Atını Çalan Hırsız ve Yüreğimizden Çalınan Merhamet
Anlatılan bir kıssaya göre, atıyla yolculuk eden bir adam, yolda yürüyen birine acıyarak onu atına alır. Bir süre birlikte gittikten sonra, atın sahibi bir çeşme başında su içmek için durur. Tam o sırada, merhamet edip atına aldığı kişinin atını çalarak kaçmaya başladığını görür. Hırsızın arkasından acıyla bakan adam şöyle seslenir: “Ey kişi, sen sadece benim atımı çalmadın, yüreğimdeki merhameti de çaldın.”
15 Temmuz 2016: Hain Darbe Girişimi
Bugün 15 Temmuz… Tam dokuz yıl önce, Türk Silahlı Kuvvetleri’nin içine sızmış olan FETÖ’cüler, milletin iradesiyle seçilmiş hükümete karşı bir darbe girişiminde bulundu.

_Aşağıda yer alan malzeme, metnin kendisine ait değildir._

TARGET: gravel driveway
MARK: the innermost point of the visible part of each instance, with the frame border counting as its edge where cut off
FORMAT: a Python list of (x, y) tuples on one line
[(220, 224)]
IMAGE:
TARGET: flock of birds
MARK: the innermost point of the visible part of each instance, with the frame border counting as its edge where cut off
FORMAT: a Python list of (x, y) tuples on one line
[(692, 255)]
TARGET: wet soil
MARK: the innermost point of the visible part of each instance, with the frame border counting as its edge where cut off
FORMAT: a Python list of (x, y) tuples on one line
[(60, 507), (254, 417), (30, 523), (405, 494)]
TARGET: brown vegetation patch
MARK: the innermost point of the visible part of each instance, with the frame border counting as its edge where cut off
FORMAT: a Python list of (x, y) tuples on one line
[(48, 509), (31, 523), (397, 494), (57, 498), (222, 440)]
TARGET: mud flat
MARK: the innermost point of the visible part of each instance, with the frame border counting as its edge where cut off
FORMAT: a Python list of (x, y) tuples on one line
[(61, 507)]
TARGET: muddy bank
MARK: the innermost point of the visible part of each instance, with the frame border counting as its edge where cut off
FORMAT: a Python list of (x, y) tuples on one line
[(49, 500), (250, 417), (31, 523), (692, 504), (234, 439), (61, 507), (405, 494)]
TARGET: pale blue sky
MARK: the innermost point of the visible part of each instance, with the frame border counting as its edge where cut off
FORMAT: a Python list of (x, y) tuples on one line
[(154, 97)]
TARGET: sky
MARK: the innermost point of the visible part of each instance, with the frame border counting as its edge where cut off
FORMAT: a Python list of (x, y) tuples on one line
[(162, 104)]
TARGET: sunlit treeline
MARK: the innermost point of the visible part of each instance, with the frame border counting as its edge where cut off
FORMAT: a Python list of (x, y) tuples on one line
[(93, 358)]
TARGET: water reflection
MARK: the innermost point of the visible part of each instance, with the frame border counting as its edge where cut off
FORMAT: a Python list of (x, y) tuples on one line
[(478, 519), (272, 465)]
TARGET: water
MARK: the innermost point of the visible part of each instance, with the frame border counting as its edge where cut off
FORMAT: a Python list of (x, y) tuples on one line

Bu alçakça kalkışma esnasında, maalesef 252 vatan evladını şehit verdik. Bu vesileyle, 15 Temmuz Şehitleri başta olmak üzere tüm şehitlerimize Allah’tan rahmet diliyorum.
Güvenin İhanetle Sınavı
Girişte paylaştığım bu kıssa, günün ruhunu ve yaşananları özetler niteliktedir. Tıpkı kıssadaki gibi, 15 Temmuz’da hain kalkışmayı yapanlar, “bunlar inançlı, bunlardan zarar gelmez” düşüncesiyle orduda üst düzey görevlere getirilmişti. Ancak bu hainler, buldukları ilk fırsatta kendilerine güvenenleri sırtından hançerlemeye çalıştı. Bu durum, anlatılan olayla ne kadar da benzeşiyor, değil mi?
Neden 15 Temmuz’u Asla Unutmamalıyız?
15 Temmuz hain darbe girişimiyle ilgili yazılarımda her zaman bu olayın unutturulmaması gerektiğini vurguluyorum. Eğer bir baba, evladına öğüt niteliğinde bir olay miras bırakacaksa, FETÖ’cü hainlerin 15 Temmuz 2016‘da yaptıkları darbe girişimi tek başına yeterli olacaktır. Bu, ihanetin ve sonrasında gösterilen milli duruşun en önemli dersidir.
Rabbim memleketimizi bir daha böyle hain kalkışmalarla karşı karşıya bırakmasın. Amin.